Ресницы Дэнни сомкнулись. Руки сжались в кулачки. Силясь сосредоточиться, он ссутулился.

(Здесь ничего нет, здесь ничего нет, вообще ничего нет, ЗДЕСЬ НИЧЕГО НЕТ, НЕТ ТУТ НИЧЕГО!)

Время шло. И только мальчик начал расслабляться, только начал понимать, что дверь, должно быть, не заперта и можно выйти, как вечно сырые, покрытые пятнами, воняющие рыбой руки мягко сомкнулись на его шее, неумолимо разворачивая, чтобы Дэнни взглянул в мертвое лиловое лицо.

Часть четвертая

В снежном плену

26. Край сновидений

От вязания ей захотелось спать. Сегодня ее потянуло бы в сон даже от Бартока, но из маленького проигрывателя лился не Барток, а Бах. Ее пальцы двигались все медленнее, медленнее, и к тому времени, как сын приступил к знакомству с давней обитательницей номера 217, Венди уснула, уронив вязанье на колени. Пряжа и спицы медленно колыхались в такт дыханию. Сон Венди был глубоким, без видений.

Джек Торранс тоже уснул, но его сон был легким, беспокойным, населенным видениями, которые казались слишком яркими для того, чтобы быть просто снами. Несомненно, таких живых снов Джек никогда не видел.

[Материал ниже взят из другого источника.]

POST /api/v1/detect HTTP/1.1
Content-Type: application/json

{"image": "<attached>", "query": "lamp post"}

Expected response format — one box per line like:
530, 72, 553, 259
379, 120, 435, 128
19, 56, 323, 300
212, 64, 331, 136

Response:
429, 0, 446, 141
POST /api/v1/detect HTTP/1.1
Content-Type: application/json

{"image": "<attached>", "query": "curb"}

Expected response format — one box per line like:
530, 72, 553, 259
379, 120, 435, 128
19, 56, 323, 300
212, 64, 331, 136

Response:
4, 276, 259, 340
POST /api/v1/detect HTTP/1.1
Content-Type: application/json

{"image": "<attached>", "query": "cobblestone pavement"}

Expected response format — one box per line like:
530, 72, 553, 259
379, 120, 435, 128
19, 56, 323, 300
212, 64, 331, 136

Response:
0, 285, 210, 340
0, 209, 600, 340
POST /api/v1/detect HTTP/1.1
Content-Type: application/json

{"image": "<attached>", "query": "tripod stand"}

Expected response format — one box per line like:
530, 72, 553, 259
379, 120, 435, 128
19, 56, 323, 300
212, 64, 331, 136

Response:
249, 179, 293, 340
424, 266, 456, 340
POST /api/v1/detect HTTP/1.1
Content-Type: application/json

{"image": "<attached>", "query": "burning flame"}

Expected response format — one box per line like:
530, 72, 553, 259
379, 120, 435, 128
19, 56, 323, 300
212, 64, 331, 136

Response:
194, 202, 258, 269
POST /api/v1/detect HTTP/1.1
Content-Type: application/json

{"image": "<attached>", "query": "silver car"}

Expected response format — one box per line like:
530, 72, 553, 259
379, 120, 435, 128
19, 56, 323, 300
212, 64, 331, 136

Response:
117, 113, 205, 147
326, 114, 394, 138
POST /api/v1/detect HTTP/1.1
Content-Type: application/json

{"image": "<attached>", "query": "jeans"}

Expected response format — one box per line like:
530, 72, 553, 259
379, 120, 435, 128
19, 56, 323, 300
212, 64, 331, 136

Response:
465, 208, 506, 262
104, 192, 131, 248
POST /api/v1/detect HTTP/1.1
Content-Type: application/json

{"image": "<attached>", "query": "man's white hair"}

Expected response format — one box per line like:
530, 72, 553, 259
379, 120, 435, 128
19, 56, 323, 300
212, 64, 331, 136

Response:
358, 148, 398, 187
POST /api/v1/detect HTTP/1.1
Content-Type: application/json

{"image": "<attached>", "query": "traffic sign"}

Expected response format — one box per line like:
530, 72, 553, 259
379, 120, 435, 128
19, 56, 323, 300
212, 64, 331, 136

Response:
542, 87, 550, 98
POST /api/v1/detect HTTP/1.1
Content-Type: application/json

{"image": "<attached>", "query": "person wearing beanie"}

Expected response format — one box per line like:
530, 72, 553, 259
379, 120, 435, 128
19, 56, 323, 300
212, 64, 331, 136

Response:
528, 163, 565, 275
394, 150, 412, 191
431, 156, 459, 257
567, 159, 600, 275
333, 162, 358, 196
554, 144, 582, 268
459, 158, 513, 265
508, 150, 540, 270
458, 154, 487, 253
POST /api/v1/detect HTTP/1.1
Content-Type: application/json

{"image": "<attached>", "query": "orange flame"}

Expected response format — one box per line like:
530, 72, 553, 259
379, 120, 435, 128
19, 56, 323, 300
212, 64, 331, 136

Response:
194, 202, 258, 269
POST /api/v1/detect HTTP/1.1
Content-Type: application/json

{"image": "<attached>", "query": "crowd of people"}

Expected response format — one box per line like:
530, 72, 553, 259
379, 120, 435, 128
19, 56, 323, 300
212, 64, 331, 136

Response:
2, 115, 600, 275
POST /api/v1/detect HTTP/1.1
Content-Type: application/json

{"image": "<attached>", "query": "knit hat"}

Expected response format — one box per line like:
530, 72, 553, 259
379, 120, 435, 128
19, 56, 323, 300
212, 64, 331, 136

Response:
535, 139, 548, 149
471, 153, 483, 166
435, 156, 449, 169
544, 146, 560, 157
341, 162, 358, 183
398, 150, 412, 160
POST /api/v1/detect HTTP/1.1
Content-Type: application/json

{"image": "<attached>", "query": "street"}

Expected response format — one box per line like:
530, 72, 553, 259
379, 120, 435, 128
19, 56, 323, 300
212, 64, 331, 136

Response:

Пока Джек пролистывал пачки счетов на молоко — а их, сложенных по сто, было, похоже, несколько десятков тысяч, — голова его отяжелела. И все же он бегло просмотрел все листки до единого, опасаясь, что если будет небрежен, то упустит именно ту часть «оверлукианы», без которой не создать некую мистическую связь, — ведь Джек был уверен, что это недостающее звено где-то здесь. Он ощущал себя человеком, который в одной руке держит провод, шнур питания, а другой — шарит по стенам чужой темной комнаты в поисках розетки. Если он сумеет отыскать ее, то будет вознагражден чудесным зрелищем.